Progress Notes Are The Best “Scutsheets”

On a busy ward or intensive care unit rotation, new physicians beginning their intern years quickly realize that staying organized and balancing large patient loads with bedside patient care, preparing for rounds, signing notes/orders, and completing tasks can be difficult.

Early in my intern year, I spent some time creating a structured progress note template in the electronic health record with smart phrases that automatically pulled vital signs, ventilator settings, medications, lab trends, ins/outs, invasive lines, the results of diagnostic studies, etc.

Each morning before rounds, I’d start a progress note on each patient, copy it into a Word document, resize the document to fit on one page, and print it. This would be my “scutsheet” on rotations where I couldn’t round with a computer. When I went to examine the patient, I would update relevant items in my note.

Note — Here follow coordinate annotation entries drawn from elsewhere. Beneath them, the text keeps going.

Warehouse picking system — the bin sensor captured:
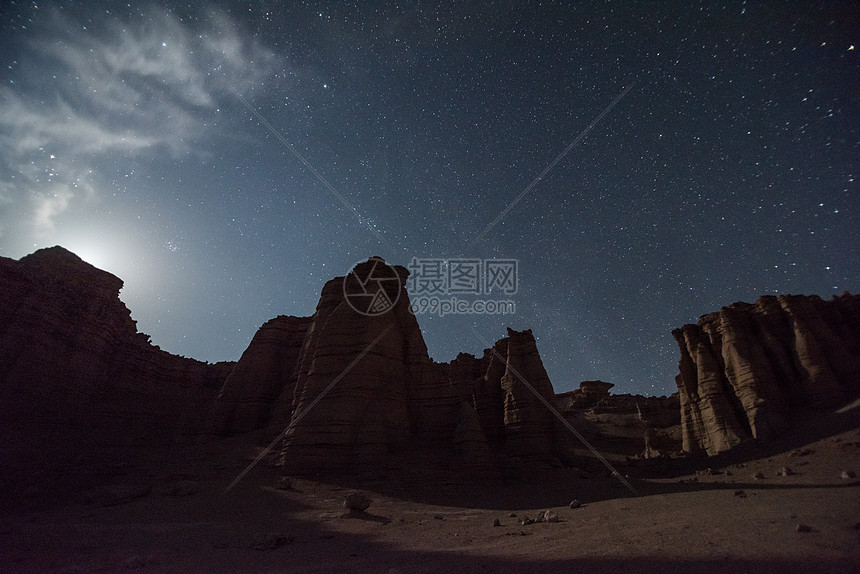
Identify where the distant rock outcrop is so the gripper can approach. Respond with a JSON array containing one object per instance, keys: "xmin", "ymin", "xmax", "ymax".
[
  {"xmin": 556, "ymin": 381, "xmax": 681, "ymax": 458},
  {"xmin": 210, "ymin": 257, "xmax": 572, "ymax": 476},
  {"xmin": 207, "ymin": 315, "xmax": 311, "ymax": 435},
  {"xmin": 672, "ymin": 294, "xmax": 860, "ymax": 455},
  {"xmin": 0, "ymin": 247, "xmax": 232, "ymax": 492}
]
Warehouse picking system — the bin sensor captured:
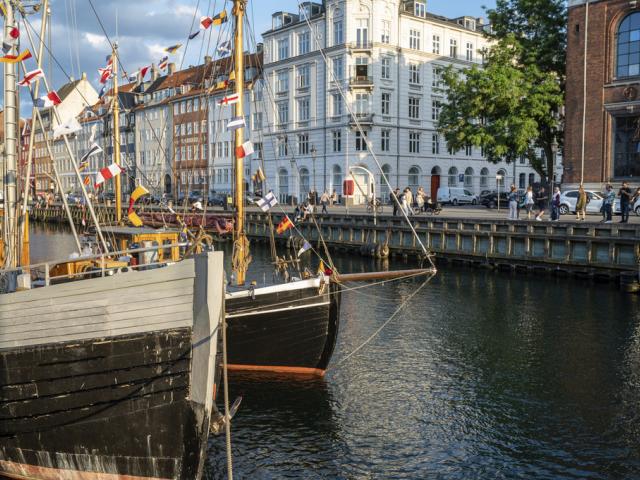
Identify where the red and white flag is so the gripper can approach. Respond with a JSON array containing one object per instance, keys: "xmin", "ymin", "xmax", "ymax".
[
  {"xmin": 200, "ymin": 17, "xmax": 213, "ymax": 30},
  {"xmin": 35, "ymin": 91, "xmax": 62, "ymax": 108},
  {"xmin": 93, "ymin": 163, "xmax": 122, "ymax": 188},
  {"xmin": 18, "ymin": 68, "xmax": 44, "ymax": 87},
  {"xmin": 236, "ymin": 140, "xmax": 253, "ymax": 158},
  {"xmin": 218, "ymin": 93, "xmax": 240, "ymax": 105}
]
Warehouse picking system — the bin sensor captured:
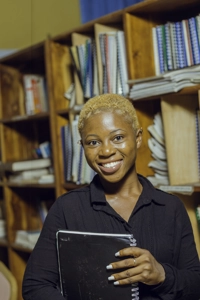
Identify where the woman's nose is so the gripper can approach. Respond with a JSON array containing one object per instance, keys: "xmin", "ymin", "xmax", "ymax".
[{"xmin": 99, "ymin": 143, "xmax": 116, "ymax": 156}]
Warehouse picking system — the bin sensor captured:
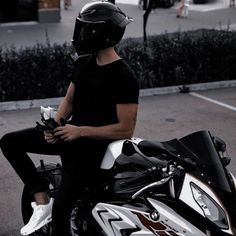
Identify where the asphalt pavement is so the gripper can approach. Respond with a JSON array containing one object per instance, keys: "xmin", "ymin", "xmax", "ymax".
[
  {"xmin": 0, "ymin": 88, "xmax": 236, "ymax": 236},
  {"xmin": 0, "ymin": 0, "xmax": 236, "ymax": 236}
]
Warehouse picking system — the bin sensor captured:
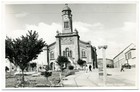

During rounds, I never had to worry about missing any information as the objective findings would already be pre-populated on my scutsheet. Because I had one page dedicated to each patient, I would fold the paper in half and use a checkbox system for tasks that needed to get done for that patient.

For example:

  • [ ] consult nephrology
  • [ ] f/u CXR
  • [ ] f/u PM BMP
  • [ ] f/u home health with case manager

The majority of my post-rounding activities involved procedures, adjusting orders, and following up with consultants. This routine maximized my efficiency, but I couldn’t do it without scutsheets (and checkboxes!) to keep my plans, lab values, vitals, and daily progress notes organized!